The US was caught entirely flatfooted. Having just evacuated the last of its troops from the country, it was forced to send back thousands of soldiers to run the largest evacuation operation in recent memory. Even the Taliban themselves were not expecting to be in a position of governing the country so soon.

Tens of billions spent by the US government in training and establishing a professional military in Afghanistan seemed to have been for naught. President Ashraf Ghani himself took a convenient flight out of the country to the horror of the US leadership.

The debate about what exactly went wrong will go on for a long time. But for the moment countries in the region and powers in the West are trying to assess the threat the new developments in Afghanistan pose for them. The Taliban must be aware they cannot govern Afghanistan without the help of the West and financial support from multilateral institutions.

The world is waiting to see exactly what kind of a regime the Taliban will represent. Should they choose to implement a rigid, extremist regime as they did in the 1990s, they will not receive recognition from the world community. During their last stint in power, only three countries ever recognized them – Pakistan, UAE and Saudi Arabia.

While many in Pakistan are celebrating the return of the Taliban, the current situation in Afghanistan represents a grave threat to Pakistan itself. Policymakers in Pakistan are pleased that the chance of having an India-backed government in Kabul has been averted. However, should Afghanistan descend into chaos, Pakistan is likely to bear the brunt of it with another surge in Afghan refugees. In addition, the return of the Taliban in Afghanistan is likely to encourage extremist elements within Pakistan.

At the same time, it is not clear if the Taliban will be able to control Afghanistan anytime soon. A vicious terrorist attack that took place on August 26 outside Kabul airport in the midst of a massive evacuation operation, killed almost 200 – mostly Afghan civilians but also 13 US military personnel. This was proof, if any was needed, that not only are extremist terrorists able to operate in Afghanistan, but also that the Taliban are not yet in control of the country. The Taliban have declared they would not allow their territory to be used for attacks against any other country. However, at least for now their ability to control actions emanating from within their borders is highly suspect.
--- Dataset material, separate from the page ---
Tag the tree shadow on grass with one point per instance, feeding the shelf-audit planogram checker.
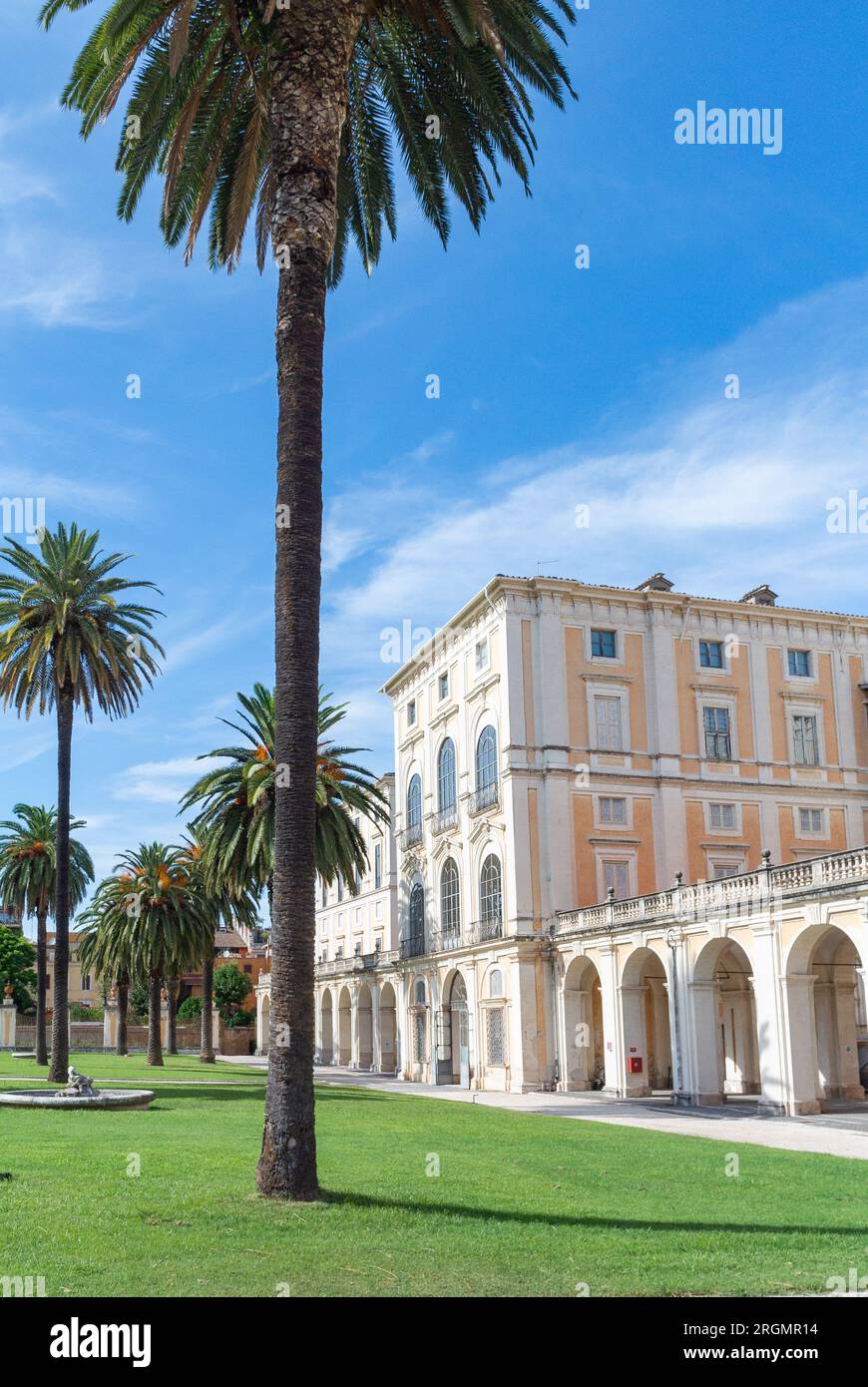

The US has already launched several drone strikes against those they believe planned the August 26 attack. Unless the Taliban are able to bring order to the country soon, such drone attacks are likely to grow. The US has learned a bitter lesson during its 20-year engagement in Afghanistan; having spent about $2 trillion in a futile effort to set up a democracy in the country, things are in some ways back to where they were in 2001.

The events of the past couple of months may also impact domestic US politics in profound ways. In 2020, former president Trump negotiated and signed a deal with the Taliban excluding President Ghani's government from the negotiations. Trump even forced the Kabul government to release 5,000 Taliban prisoners. That was a death warrant for the Afghan government. Trump and his Republican supporters have conveniently forgotten the role they played in the collapse of the Afghan government.

President Biden firmly believed nation-building in Afghanistan was a lost cause and a fool’s errand. He refused to reverse the Trump policy of exiting the country, as he had done with other Trump-era actions. However, the poorly planned withdrawal by President Biden has drawn much criticism within the US and abroad. Biden can only hope his government will deliver large parts of his domestic agenda during the coming months so his party may go into the 2022 midterm elections with some success for which the US electorate will reward him.

Once again, Afghanistan is at risk of spinning out of control. The world and particularly Central and South Asia face a very uncertain future.

The writer is a freelance contributor based in Washington DC.